You misinterpreted me. What I said is that the extra effort needed to report this vulnerability isn't a fault of the Amex customer service system. Of course it's a faulty deployment process that allowed this to happen in the first place. But as far as escalating a trouble report from an ordinary consumer, what happened does seem pretty reasonable.
Flip it around: what if Amex (or any other large company) made it easy to escalate everything to a technologically capable supervisor right away? Those supervisors would be deluged in uninformed, irrelevant, and just plain wrong security reports. Filtering out the signal from the noise in the security landscape is a monumental task in itself. As tech savvy hackers, we always think we're entitled to say "I know what I'm doing so escalate me over the idiots", but how does a company or CSR tell whether that's actually true?

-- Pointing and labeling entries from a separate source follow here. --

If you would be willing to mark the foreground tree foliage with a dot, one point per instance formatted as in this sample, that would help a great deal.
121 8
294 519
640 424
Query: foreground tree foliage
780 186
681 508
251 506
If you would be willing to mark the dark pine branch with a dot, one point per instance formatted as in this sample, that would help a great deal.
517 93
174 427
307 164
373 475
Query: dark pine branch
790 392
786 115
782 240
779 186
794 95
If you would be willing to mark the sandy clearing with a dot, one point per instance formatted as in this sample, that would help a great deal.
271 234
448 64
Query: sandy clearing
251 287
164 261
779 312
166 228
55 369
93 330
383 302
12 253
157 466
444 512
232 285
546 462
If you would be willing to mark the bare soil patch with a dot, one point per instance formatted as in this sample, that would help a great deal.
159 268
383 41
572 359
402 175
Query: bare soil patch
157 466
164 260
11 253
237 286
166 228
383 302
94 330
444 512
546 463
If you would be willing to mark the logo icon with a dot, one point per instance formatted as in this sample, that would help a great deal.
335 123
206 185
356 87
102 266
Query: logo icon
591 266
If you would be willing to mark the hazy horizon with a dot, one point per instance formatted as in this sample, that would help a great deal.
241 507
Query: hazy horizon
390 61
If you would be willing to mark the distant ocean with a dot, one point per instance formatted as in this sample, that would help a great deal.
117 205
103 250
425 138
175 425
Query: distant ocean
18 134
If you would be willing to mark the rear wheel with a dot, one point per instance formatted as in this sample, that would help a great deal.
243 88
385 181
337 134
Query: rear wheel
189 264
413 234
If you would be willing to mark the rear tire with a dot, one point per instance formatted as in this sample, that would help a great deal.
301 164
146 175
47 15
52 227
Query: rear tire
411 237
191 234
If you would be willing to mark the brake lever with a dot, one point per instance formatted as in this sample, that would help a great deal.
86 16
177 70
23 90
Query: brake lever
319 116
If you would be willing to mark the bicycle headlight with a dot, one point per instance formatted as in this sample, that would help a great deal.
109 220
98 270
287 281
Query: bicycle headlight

The dozen or so hackers in this thread that expect that "security vulnerability" is some magic keyword that gets you talking to the head technical honcho of the security group have probably never answered phone calls for a big company. Phone support for somebody like AmEx is a huge burden of cost and manpower; the structure of the tree has been set firmly in place since the 1980's to take care of the most common 90% of issues using the least-paid person available. I'm sorry, if you're in the long tail you will just have to expect to wait extra. That goes double if you are not a cardmember (read: paying customer).
I am surprised that the above person in Australia got through at all, and that the CSR had latitude to try to spend time replicating the issue. In my opinion, for a credit card company, 20 minutes and a positive conclusion for a matter as rare as reporting a webapp vulnerability is a success.
Sure, none of you should be thrilled about the situation because as technically-oriented people with generous motives the system is not set up to serve you. But that's not a failure of the system, except maybe from your own individual perspective. Believe me, AmEx has done the cost-benefit analysis and they are saving boatloads of money by having those rare well-intentioned hackers listen to some hold music, because it is too expensive to sort you out from the thousands of loonies that got a phishing email. Security breaches are an acknowledged risk and they are already prepared to absorb their effects on multiple levels.
In a way it is a failure of the system, in that it is much easier to simply post the vulnerability on your blog or a full-disclosure mailing list than 'officially' report it. This could potentially cost them large amounts of money.
Why would finding a vulnerability give you the moral imperative to waste so much time reporting it? Especially if you're not a customer or otherwise affected by it? I know I wouldn't.
This is why companies like Google have a security issue submit form. Sure, some lower-wage people will be filtering it, but at least they will have had training to separate the important from the unimportant problems. And for a bank, security is even more paramount.
> Sure, none of you should be thrilled about the situation because as technically-oriented people with generous motives the system is not set up to serve you. But that's not a failure of the system, except maybe from your own individual perspective. Believe me, AmEx has done the cost-benefit analysis and they are saving boatloads of money by having those rare well-intentioned hackers listen to some hold music
Which is why we shouldn't jump through their hoops. If we do we let them get away with it. If we didn't they'd be forced to pay more attention.
The well-meaning person in this thread did them and us a disservice by going so far out of his way.
Actually, it is. They failed. Their system was open for years in secret, and at least hours after someone tried to point out the problem to them.
It's not the CS rep's fault. But it is their boss's fault, all the way up to the top.